In David Garrioch's fabulous book on 18th century Paris (shout-out to my 19th Century France class!), much is made about how, early in the century, Paris was not so much a city in the modern sense as a network of village-like neighborhoods. As in, plenty of urban density and filth, but not so much anonymity, not so many gay pride parades, and so forth.
The same thing happened to me!
New York, specifically the Village, is just that. At least if you spent your first 18 years in Manhattan, went to a college whose graduates flock to Wall Street, and currently attend graduate school at NYU. What this amounts to is, I walk down the street, and I know everyone. Everyone. It's bizarre. OK, I do not know the 14-year-old models who've just arrived from Lithuania, but everyone else hovering between, say, Broome Street and Union Square, I can place without so much as Facebook as my guide.

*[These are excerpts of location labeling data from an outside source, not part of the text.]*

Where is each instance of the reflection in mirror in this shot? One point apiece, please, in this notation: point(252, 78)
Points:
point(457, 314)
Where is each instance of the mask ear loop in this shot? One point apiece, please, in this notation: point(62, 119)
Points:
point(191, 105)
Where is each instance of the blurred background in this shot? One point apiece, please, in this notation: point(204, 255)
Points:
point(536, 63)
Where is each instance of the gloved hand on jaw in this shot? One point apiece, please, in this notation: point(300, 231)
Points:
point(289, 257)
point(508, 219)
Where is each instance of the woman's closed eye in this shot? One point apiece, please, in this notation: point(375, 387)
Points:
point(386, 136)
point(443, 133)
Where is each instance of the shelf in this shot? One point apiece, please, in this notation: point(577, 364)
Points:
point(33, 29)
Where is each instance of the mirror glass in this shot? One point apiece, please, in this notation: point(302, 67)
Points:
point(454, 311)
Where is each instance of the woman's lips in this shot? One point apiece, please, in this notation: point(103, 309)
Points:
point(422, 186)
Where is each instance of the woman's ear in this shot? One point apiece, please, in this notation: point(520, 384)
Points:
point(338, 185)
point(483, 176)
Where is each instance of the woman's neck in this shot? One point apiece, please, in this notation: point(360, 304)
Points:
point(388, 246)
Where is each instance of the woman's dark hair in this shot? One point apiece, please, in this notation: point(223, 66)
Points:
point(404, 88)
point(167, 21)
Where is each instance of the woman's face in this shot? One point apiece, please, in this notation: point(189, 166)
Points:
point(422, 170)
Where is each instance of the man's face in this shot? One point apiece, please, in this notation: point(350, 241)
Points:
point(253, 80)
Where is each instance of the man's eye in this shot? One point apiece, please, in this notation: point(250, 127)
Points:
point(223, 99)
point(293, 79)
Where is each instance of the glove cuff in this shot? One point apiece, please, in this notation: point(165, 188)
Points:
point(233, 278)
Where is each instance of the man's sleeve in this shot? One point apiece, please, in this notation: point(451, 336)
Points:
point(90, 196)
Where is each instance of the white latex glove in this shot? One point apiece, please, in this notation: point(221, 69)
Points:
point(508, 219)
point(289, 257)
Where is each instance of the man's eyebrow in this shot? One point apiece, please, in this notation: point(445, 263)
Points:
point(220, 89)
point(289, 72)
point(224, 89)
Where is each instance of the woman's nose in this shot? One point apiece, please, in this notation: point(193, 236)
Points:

It's great in many ways, don't get me wrong. Conveniently enough, a good number of these people I see and know are also people I like. And what with the blog and all, I could hardly claim a preference for anonymity. All I'm saying is, NYC as I experience it has very little in common with the way 20-somethings here are supposed to.
It's a small, upper-middle class world. I have the exact same experience, and I'm from New Jersey. It doesn't help that I go exactly where you'd expect to find people the overeducated and shiftless: free concerts at Prospect Park, the Angelika, etc.